On a recent episode of a TV show, a doctor in 19th century New York had a man arrive on his doorstep who was obviously in some sort of distress. The doctor had no way of knowing, but the man had lost quite a few of his toes after an interlude with a rather sadistic shoe salesman. The diagnosis didn’t matter as the doctor knew just what to do.
The man of medicine turned to his wife and yelled, “Get me plenty of clean towels and hot water!”
Viewers like myself were amazed that despite the patient’s having no outward sign of having endured a nasty bunch of amputations, the doctor inherently knew the treatment would require clean towels and hot water.

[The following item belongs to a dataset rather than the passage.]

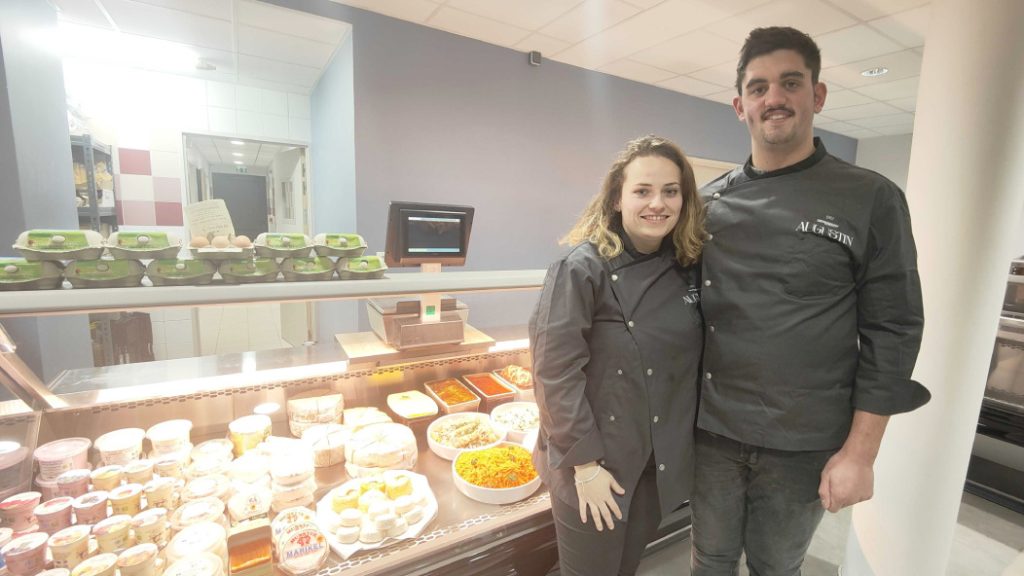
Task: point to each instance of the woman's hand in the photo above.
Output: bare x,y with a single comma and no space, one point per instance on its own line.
594,488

Viewers unlike myself probably didn’t notice and just wished they could enjoy the show without my constant piping up and taking issue with the dialogue and continuity.
There’s an interesting fact: TV doctors only have one of two choices when it comes to addressing any medical emergency. The first and most popular choice is the old standby of clean towels and hot water, or as it’s also known, the shave-and-a-haircut treatment option. Even the worst doctor would not treat a patient with dirty laundry and cold water, (there were exceptions made during the Tide epidemic of the late 1950’s).

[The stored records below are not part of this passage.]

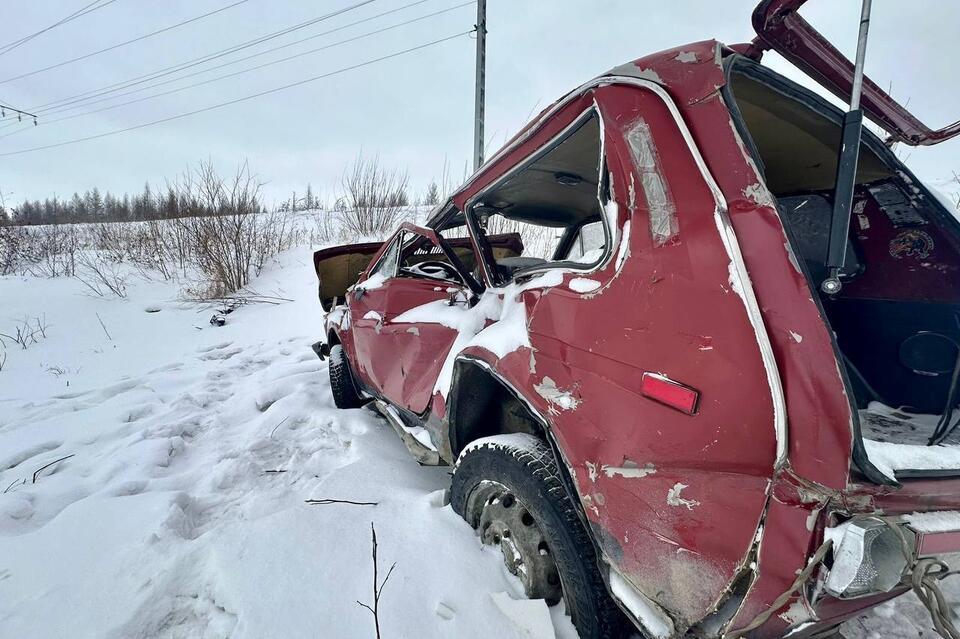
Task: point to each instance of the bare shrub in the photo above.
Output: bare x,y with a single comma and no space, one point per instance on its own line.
373,200
13,246
28,332
232,239
101,274
374,605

The second treatment choice for TV doctors is a more recent development. TV physicians turn to whoever is helping them and urgently ask for something really technical, including a couple of medical abbreviations to jazz it up. Any modern TV doctor worth his salt will assess a situation and quickly demand something along the lines of “100 cc’s of epi and a goniometer, stat!”. Viewers will instantly recognize the authenticity of the dialogue because it was filled with stuff they don’t understand.

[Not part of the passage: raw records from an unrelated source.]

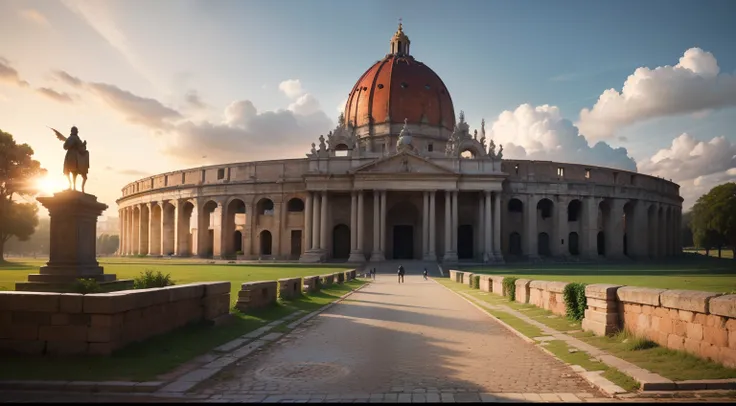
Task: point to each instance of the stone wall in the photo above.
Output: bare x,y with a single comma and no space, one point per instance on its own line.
548,295
98,324
699,323
289,288
254,295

The last mandatory ingredient for successful treatment in TV medical emergencies then, is the third person. When clean towels and hot water are all that’s needed, the third party can be almost anyone, even a child or a well trained collie. In the case of more technical orders, the third person needs to have enough medical training to know what the doctor’s talking about, but not enough expertise to question he’s going to do with two speculums, an enema bag and a syringe full of morphine when the patient appears to be suffering from nothing more than a really bad hair day.
If no third party is available, the patient will most certainly die. Lacking clean towels and hot water, the doctor’s only choice is to reach out and gently close the eyelids of the deceased. In the event of a closed-eye death, he or she can pull a sheet over the face. In either case, it’s then time to say something really meaningful.